Per il trattamento del diabete di tipo 2, Eli Lilly ha stipulato un accordo per sviluppare il GLP-1 agonista orale non peptidico OWL833 della compagnia giapponese Chugai Pharmaceutical, in gran parte di proprietà di Roche. Nell'ambito della transazione, Eli Lilly ottiene i diritti di sviluppo e commercializzazione a livello mondiale del farmaco sperimentale, che è in procinto di entrare negli studi di fase I, a fronte di un pagamento anticipato di $ 50 milioni a Chugai. Se il farmaco verrà approvato, quest’ultima riceverà ulteriori pagamenti al raggiungimento di determinati obiettivi di sviluppo e royalties sulle vendite.

ll GLP-1 (glucagon-like peptide 1) è un ormone prodotto dall’intestino dopo il pasto che stimola la secrezione di insulina e inibisce quella di glucagone da parte del pancreas. Rallenta lo svuotamento gastrico, aumenta il senso di sazietà in risposta all’assunzione di cibo e riduce l’appetito.

Dopo il suo rilascio viene rapidamente degradato dall’enzima DPP-4 (dipeptil-peptidasi 4), pertanto il suo impiego a scopo terapeutico non è praticabile se non con una infusione continua. Per ovviare al problema sono stati sviluppati degli analoghi, definiti più correttamente “agonisti del recettore del GLP-1”, che resistono alla degradazione enzimatica.

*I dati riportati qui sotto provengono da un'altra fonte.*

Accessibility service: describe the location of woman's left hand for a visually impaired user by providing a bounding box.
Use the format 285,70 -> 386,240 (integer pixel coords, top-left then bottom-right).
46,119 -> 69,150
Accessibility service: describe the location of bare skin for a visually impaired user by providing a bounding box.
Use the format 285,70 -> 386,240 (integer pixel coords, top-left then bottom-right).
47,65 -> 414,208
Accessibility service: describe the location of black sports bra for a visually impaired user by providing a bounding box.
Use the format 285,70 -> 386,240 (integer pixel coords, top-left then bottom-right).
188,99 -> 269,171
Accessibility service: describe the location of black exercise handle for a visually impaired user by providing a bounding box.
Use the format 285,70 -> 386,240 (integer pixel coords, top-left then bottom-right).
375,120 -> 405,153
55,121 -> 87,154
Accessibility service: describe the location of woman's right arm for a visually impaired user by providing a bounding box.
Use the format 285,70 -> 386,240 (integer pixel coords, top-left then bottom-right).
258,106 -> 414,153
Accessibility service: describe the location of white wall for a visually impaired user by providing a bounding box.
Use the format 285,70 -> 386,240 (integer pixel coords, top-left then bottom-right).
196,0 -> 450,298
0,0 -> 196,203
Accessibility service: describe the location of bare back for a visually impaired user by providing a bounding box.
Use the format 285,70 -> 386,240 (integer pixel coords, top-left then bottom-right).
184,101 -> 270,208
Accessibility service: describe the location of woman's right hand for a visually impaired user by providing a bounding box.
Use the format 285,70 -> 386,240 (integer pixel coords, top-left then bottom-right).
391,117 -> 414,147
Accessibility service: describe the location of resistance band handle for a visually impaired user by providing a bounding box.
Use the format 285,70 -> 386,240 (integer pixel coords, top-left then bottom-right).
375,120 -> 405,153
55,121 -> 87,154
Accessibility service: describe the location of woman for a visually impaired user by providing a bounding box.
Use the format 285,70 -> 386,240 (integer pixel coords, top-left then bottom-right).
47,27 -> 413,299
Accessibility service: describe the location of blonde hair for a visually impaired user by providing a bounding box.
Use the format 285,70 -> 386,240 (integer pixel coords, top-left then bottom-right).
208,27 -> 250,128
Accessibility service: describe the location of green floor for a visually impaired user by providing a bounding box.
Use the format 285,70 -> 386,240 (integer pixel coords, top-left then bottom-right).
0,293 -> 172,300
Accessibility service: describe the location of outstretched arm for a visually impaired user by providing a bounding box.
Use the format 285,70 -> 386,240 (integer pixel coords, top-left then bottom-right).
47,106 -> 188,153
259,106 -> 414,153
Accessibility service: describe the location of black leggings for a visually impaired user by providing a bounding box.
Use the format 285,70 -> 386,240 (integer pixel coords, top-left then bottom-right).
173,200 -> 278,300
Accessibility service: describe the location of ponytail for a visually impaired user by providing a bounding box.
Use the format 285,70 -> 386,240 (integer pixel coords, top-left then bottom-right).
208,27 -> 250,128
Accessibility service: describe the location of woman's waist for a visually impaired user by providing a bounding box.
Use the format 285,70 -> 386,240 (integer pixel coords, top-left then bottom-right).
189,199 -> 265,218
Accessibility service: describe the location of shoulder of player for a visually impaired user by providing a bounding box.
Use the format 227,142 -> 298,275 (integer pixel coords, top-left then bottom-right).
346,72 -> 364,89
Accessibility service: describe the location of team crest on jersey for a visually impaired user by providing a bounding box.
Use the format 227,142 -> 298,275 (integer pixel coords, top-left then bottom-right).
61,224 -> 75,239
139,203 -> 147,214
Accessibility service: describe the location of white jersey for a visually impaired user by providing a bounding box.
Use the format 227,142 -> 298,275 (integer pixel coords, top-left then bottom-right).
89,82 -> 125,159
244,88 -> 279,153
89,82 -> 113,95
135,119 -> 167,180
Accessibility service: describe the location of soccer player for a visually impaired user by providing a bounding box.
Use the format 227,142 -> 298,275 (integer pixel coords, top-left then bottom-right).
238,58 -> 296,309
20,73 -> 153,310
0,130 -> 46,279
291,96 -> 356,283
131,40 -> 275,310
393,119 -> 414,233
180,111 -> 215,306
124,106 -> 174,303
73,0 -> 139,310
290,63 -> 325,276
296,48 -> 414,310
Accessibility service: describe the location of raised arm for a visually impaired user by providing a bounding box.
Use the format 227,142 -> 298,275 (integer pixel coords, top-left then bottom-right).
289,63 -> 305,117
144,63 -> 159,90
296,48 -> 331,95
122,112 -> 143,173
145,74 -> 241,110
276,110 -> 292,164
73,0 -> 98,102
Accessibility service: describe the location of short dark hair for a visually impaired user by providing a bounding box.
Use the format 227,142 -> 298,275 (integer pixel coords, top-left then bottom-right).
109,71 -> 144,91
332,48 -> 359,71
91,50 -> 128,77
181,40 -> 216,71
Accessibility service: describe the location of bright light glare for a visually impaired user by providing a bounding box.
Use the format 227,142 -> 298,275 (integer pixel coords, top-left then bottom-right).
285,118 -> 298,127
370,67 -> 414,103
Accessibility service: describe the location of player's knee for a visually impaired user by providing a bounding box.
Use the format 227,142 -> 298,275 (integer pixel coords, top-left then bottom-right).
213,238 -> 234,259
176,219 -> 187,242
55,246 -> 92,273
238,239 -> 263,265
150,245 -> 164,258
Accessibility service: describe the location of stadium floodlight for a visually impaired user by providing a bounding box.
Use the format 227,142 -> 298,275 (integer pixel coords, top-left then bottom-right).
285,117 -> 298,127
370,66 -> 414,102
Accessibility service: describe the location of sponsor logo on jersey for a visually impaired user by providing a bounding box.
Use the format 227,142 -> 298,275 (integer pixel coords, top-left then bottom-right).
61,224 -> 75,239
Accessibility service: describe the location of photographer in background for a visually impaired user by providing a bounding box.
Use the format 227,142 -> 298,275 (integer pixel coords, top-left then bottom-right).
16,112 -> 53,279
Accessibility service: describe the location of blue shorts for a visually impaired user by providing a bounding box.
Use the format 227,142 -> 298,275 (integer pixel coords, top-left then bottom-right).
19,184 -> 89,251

Un mercato fiorente con due leader
Il mercato degli ipoglicemizzanti è particolarmente competitivo e florido, dal momento che il diabete di tipo 2 è in continua crescita, grazie soprattutto all’aumento dell’obesità negli Stati Uniti e in molti altri paesi sviluppati.

Nella classe dei GLP-1 agonisti, i due farmaci di maggior successo sono liraglutide di Novo Nordisk e dulaglutide di Eli Lilly. Nel mese di novembre 2017 liraglutide aveva una quota del 50% del mercato GLP-1 statunitense, con un fatturato annuale di 3,83 miliardi di dollari.
Dulaglutide è presente negli Stati Uniti da settembre 2014 e le sue vendite sono passate da $ 248,7 milioni nel 2015 a $ 2 miliardi nel 2017. Nel secondo trimestre del 2018 la società di Indianapolis ha realizzato un fatturato di 779,8 milioni di dollari in aumento del 62% rispetto all'anno precedente.

La competizione adesso si sposta sulle forme orali
Se dulaglutide è iniettabile, OWL833 sarà in formulazione orale, molto meglio accettata dai pazienti. La descrizione "non peptidica" del composto suggerisce che possa avere potenzialmente meno effetti collaterali, dato che i peptidi provocano spesso stitichezza e nausea.

Yasushi Ito, vicepresidente di Chugai, ha osservato «riteniamo che OWL833 possa essere un agonista orale del recettore GLP-1 best-in-class e che il suo valore sarà ulteriormente potenziato attraverso lo sviluppo clinico di Eli Lilly».

«In qualità di leader mondiale nella cura del diabete, Lilly è impegnata nello sviluppo della prossima generazione di terapie contro il diabete», ha dichiarato Daniel Skovronsky, responsabile scientifico di Eli Lilly. «Questa nuova eccitante opportunità da parte di Chugai potrebbe rappresentare un significativo passo avanti per migliorare i risultati per le persone con diabete».

Nel frattempo, Novo Nordisk sta conducendo studi in fase avanzata con il suo analogo orale del GLP-1 semaglutide, che a inizio anno ha dimostrato riduzioni significativamente superiori della HbA1c rispetto all'inibitore DPP-4 sitagliptin negli adulti con diabete di tipo 2.